With block ciphers you can run into the issue that if the cipher scheme forms a group (as some do) then even if you use 2 different keys for each encryption round, there will be a single third key that provides identical encryption: an attacker never needs to break your two keys, they can simply find the single third key that is equivalent to your double encipherment. Depite encrypting twice with two different keys the result is no more secure than encrypting once. For a simple example of this, consider a ROT encryption scheme - if you encrypt a message with ROT9 then ROT12 that is just equivalent to ROT21, so instead of trying to find the two keys 9 and 12, the attacker can just solve the ROT21 problem (the worst case, of course, is if your combination of keys gives the identity element such as ROT9 and ROT17, or ROT13 twice, in which case you end up with an unencrypted document).

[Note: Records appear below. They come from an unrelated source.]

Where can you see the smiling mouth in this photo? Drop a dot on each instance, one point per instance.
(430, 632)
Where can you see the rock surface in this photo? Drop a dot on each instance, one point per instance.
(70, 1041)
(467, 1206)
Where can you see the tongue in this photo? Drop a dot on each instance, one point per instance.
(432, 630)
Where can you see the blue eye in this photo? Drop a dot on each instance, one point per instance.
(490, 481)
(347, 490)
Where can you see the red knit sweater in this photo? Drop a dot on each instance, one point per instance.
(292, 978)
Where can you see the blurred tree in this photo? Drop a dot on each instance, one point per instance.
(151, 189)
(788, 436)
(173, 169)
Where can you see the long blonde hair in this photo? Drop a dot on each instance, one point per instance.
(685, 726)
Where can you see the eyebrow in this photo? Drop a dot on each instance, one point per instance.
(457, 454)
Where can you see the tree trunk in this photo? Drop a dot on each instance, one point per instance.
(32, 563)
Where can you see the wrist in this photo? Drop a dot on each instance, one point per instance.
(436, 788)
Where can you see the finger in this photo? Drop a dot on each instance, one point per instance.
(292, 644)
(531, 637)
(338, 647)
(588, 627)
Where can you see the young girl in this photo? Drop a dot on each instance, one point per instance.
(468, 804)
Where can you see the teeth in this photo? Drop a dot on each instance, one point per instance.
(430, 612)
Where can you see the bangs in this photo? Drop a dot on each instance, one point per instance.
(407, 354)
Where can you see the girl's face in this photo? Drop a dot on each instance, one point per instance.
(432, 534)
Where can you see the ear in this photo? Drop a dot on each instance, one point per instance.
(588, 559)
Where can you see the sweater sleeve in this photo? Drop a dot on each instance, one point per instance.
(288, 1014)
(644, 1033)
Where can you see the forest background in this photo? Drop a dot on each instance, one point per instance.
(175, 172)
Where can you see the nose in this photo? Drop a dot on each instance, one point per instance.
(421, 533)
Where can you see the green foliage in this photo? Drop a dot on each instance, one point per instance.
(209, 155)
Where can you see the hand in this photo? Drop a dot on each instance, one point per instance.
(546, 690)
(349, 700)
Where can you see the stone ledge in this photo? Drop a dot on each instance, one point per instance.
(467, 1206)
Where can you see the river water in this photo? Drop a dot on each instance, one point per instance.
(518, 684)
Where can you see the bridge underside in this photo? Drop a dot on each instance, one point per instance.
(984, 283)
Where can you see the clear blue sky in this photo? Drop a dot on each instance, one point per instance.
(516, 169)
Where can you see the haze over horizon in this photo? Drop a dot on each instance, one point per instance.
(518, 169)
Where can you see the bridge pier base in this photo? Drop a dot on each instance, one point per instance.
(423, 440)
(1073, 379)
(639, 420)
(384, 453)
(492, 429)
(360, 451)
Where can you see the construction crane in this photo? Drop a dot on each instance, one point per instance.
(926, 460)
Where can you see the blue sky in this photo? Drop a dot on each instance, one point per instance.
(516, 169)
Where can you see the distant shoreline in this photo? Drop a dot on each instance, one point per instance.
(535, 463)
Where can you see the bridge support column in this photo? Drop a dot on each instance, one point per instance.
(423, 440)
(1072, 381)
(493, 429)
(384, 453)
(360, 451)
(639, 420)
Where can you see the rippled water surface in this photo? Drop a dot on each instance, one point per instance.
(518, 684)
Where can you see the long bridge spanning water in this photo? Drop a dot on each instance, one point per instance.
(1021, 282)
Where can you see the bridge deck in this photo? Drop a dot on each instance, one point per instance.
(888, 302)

Even if that's not the case you can still get caught with a meet-in-the-middle approach if the attacker has some known plaintext (that is, they have some plaintext with the corresponding encrypted text and are attempting to extract your key) which does pretty much what it says, encrypting one way and decrypting the other to meet in the middle. Using such a scheme you can extract the keys with only marginally more effort than for single encryption.

Re:Meet in the middle attack

[swillden]

The block size is still 64-bit, which means 2^64 possible combinations versus the 2^128 for ideal 128-bit.

When talking about block ciphers, block size and key size are separate things. Generally, if you say algorithm X is an n-bit cipher, you're talking about key size, not block size. Given use of good block chaining modes, ciphers with larger block sizes don't really offer significant additional security.

typically attackers find ways of reducing the effective number of possible combinations for an algorithm. Original DES has been reduced significantly, so triple-DES was designed to improve it

Original DES hasn't really been reduced significantly. There are attacks which reduce the computational complexity to, IIRC ~41 bits, but at the expense of requiring impractical space. All in all, DES as stood up extremely well and its practical strength hasn't been significantly reduced by 30+ years of scrutiny.

The problem 3DES was created to address was a deliberate limitation of the design: The small keyspace. The strongest variant of Lucifer (the original IBM cipher which became DES), used a 128-bit key, but the NSA deliberately had it reduced to a 56-bit key, presumably because they thought they could break the cipher with the smaller key size, but it was still secure enough against others. Advances in computation technology, of course, have put a brute force search of a 56-bit keyspace within reach of run-of-the-mill desktop computers. 3DES addresses this by increasing the effective keyspace to 112 bits.